PostgreSQL – Move Database to New Server and Update with Minimum Downtime

postgresqlpostgresql-9.3postgresql-9.6recovery

I have a PostgreSQL 9.3 database, which I have to move to a new server and update to 9.6 with minimum downtime.
I thought I could :

  1. on the old Postgres, activate archive_command to copy WAL to a NFS directory mounted on both the old and new server
  2. pg_dumpall the old Postgres
  3. install a Postgres 9.6 on the new server
  4. import the SQL dump
  5. restart the new server in recovery mode, pointing to the NFS directory to get the WAL from the old server
    So when the old and new Postgres are in sync, I can stop the old, verify that the new is up-to-date, change applications configuration to the new Postgres, and restart the applications.

I tested this with some test databases, and it does not work: on the new postgres the latest checkpoint's redo wal file has a number which is higher than the WAL number on the old. When I import the sql dump some WAL are generated, so the WAL number get incremented. So when I restart the new in recovery mode it does not read the old Postgres WAL.

I'm not sure this method is possible at all.

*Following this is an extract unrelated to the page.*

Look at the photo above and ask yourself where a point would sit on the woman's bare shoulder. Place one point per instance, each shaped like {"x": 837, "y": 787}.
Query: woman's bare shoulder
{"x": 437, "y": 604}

Could someone advise me another method if this one is not possible?

Best Answer

You can't do this, because WAL archive can only work with physical copies, while pg_dumpall and restore generates a logical copy. Also, WAL format is not compatible across major versions, so you couldn't re-play WAL from one version to another anyway. (You can do something like that with logical replication, but that doesn't exist in version 9.3, and is a rather advanced topic requiring extensive design and testing in the newer versions.)

Is it really necessary to move versions and servers at the same time? If something goes wrong during such a double migration, you've just created a big diagnostic mess by changing two major things at the same time.

The lowest down-time way to move versions (other than logical replication) is to use pg_upgrade -k. This requires you to have both old and new versions installed on the same machine simultaneously.

The lowest down-time way to move machines is to set up streaming replication; and wait for it catch up (as much as it can get while the master is still active), then shutdown all user connections to the master, wait for all WAL to replay to the replica, and promote the replica.